Context: The training pipeline has multiple structural changes planned (CUSUM decoupling, class balancing, HPO objective, feature cap, binary classification). Without A/B testing infrastructure, it is impossible to measure the isolated impact of each change. Historically, changes were applied monolithically, making it impossible to attribute performance improvements to specific fixes.

Decision: Every pipeline behavior change MUST be controlled by an environment variable and have a corresponding FTF ablation factor, enabling rigorous A/B testing of each change in isolation (ceteris paribus).

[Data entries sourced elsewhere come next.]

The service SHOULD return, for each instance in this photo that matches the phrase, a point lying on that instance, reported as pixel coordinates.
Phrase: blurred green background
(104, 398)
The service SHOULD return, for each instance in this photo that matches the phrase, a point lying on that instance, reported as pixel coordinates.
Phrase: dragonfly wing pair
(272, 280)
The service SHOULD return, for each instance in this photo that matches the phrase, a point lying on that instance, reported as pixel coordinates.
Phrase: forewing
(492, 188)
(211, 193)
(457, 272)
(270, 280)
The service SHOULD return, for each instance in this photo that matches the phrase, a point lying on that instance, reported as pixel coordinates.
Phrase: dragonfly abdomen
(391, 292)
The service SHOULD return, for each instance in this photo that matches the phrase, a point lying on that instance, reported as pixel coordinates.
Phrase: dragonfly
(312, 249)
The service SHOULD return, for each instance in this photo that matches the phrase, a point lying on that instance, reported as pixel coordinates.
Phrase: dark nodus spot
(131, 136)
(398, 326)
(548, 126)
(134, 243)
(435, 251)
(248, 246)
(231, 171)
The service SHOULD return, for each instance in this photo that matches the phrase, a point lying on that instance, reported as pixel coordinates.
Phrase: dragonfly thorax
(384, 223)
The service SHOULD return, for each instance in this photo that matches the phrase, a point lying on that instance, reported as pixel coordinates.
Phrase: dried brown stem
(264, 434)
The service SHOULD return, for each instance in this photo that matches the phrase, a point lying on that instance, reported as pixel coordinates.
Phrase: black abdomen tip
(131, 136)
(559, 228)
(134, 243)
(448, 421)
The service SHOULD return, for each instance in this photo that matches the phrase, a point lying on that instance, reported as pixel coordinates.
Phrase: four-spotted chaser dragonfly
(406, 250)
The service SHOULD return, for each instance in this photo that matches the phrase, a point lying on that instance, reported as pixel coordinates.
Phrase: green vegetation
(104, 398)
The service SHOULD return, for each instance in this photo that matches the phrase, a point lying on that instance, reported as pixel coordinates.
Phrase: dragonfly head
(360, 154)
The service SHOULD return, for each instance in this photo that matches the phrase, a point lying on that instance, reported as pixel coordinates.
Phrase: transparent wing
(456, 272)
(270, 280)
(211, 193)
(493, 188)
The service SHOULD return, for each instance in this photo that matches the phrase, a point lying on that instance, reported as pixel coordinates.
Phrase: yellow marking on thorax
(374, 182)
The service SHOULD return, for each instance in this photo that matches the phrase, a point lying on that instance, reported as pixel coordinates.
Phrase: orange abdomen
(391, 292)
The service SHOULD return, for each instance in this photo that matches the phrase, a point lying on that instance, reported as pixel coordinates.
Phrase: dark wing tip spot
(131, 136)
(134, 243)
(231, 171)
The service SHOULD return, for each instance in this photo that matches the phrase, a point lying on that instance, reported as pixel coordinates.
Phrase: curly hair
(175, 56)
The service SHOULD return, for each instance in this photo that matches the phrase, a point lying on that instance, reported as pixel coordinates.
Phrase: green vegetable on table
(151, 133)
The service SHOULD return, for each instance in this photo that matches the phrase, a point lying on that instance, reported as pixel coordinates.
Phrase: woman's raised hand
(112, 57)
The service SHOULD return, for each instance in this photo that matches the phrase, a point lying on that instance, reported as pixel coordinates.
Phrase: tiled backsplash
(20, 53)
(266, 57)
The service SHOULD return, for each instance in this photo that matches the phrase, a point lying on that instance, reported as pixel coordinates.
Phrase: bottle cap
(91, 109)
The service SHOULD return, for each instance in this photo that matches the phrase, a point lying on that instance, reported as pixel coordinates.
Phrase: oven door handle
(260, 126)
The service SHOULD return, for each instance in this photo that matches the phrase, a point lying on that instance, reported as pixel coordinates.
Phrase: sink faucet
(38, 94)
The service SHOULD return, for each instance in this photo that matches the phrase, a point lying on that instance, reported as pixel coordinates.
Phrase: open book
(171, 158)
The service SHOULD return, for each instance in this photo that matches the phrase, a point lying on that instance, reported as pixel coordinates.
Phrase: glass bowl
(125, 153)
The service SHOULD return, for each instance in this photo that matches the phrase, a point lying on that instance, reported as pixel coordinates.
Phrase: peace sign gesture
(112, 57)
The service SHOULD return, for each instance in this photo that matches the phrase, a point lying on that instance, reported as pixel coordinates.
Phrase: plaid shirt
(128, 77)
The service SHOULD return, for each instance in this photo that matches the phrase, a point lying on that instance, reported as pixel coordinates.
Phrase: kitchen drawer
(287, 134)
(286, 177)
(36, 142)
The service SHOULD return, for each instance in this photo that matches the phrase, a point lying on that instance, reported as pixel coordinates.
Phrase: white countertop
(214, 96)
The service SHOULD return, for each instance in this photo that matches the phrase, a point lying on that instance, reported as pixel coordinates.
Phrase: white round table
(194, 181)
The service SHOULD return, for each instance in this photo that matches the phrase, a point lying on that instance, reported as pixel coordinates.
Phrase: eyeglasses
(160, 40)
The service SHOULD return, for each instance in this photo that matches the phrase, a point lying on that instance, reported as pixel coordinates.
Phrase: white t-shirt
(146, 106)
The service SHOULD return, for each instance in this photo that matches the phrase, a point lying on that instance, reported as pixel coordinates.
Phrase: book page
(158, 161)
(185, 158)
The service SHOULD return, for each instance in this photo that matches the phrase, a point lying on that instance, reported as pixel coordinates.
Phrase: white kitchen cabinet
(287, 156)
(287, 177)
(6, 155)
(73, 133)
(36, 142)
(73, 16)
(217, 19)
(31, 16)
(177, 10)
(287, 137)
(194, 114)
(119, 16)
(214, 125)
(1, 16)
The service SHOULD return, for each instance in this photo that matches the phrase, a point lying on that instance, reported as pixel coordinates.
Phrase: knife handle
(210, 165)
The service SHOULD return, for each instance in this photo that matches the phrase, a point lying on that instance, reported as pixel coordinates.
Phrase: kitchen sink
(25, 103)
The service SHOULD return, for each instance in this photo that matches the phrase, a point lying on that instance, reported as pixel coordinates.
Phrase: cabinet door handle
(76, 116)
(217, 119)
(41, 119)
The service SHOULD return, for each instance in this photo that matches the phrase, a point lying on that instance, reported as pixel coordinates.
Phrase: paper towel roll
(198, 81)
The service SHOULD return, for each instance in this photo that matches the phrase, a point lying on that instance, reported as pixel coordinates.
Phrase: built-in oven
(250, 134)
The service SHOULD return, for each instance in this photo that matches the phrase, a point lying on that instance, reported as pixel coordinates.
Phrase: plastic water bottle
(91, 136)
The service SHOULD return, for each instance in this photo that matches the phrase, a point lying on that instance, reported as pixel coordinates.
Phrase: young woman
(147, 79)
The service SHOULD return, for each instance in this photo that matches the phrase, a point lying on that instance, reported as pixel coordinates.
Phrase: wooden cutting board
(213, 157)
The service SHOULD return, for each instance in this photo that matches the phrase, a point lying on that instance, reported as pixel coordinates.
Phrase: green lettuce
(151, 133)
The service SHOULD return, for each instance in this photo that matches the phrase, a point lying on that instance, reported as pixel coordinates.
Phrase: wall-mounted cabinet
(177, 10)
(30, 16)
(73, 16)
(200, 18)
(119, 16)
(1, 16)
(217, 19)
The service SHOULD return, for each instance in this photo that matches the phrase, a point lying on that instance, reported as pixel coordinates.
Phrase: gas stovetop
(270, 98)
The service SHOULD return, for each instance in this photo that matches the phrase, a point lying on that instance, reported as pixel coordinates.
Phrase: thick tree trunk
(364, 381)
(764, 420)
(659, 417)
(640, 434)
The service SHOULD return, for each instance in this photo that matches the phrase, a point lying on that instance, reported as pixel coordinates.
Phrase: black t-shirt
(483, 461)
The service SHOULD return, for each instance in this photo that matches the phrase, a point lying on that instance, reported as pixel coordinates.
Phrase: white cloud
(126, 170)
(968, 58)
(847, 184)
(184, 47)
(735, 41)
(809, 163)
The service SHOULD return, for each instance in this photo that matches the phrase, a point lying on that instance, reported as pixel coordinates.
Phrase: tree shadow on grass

Invariants: - No hardcoded behavior changes: Every pipeline modification that affects model training, feature engineering, labeling, filtering, or HPO MUST be gated by a CVN_* environment variable with the current behavior as default - FTF factor required: Every new env var MUST have a corresponding AblationFactor in ablation_matrix.py with at least 2 variants (current baseline + proposed change) - Baseline preservation: The BASE_ENV in ablation_matrix.py MUST always represent the current production configuration. Changes to BASE_ENV require committee approval (ADR-52) - One variable at a time: FTF ablation MUST test ONE factor at a time (ceteris paribus). Combined changes are tested only after individual factors are validated - Statistical validation: A change is locked (via lock_winner()) only if it shows statistically significant improvement (BH-corrected p < 0.05) on Sortino or the primary trading metric - Rollback by env var: Any locked change can be reverted by changing the env var back to baseline in Helm values, without code changes

Pattern:

# In pipeline code:
if os.environ.get("CVN_MY_NEW_PARAM", "baseline_value") == "new_value":
    # New behavior
else:
    # Current behavior (baseline)

# In ablation_matrix.py:
AblationFactor(
    name="my_new_param",
    factor_type="training",
    category="model",
    description="Description of what changes.",
    env_vars={
        "baseline": {"CVN_MY_NEW_PARAM": "baseline_value"},
        "new_value": {"CVN_MY_NEW_PARAM": "new_value"},
    },
)

Current factors following this pattern:

Env var FTF Factor Variants
CVN_CALIBRATION_METHOD calibration none, isotonic, platt
CVN_TIMEFRAME timeframe 5m, 15m, 30m, 1h
CVN_TRAIN_WINDOW_MONTHS fold_size 6m, 9m, 12m, 18m
CVN_MAX_FEATURES n_features top_30, top_50, top_100, full
CVN_BINARY_CLASSIFICATION classification_mode 3class, binary_balanced, binary_precision
CVN_CLASS_BALANCING class_balancing OFF, ON
CVN_HPO_OBJECTIVE hpo_objective fbeta_buy, precision_recall_auc, f1_macro
CVN_CUSUM_THRESHOLD_H cusum_threshold 2.0, 3.0, 5.0

Planned (Sprint 1):

Env var FTF Factor Variants
CVN_CUSUM_TRAINING_MODE cusum_training_mode disabled, relaxed_1_5, legacy_3_0
CVN_HPO_OBJECTIVE=sortino_net (add to hpo_objective) + sortino_net variant

Alternatives rejected: - Feature flags in code without env vars: Not testable via FTF, not controllable via Helm - Config files instead of env vars: Breaks the single-source-of-truth (Helm ConfigMap) - Direct code changes without A/B testing: Impossible to attribute performance changes

Files: src/commun/finetune/ablation_matrix.py, infra/helm/airflow/values-prod.yaml, all pipeline files using os.environ.get()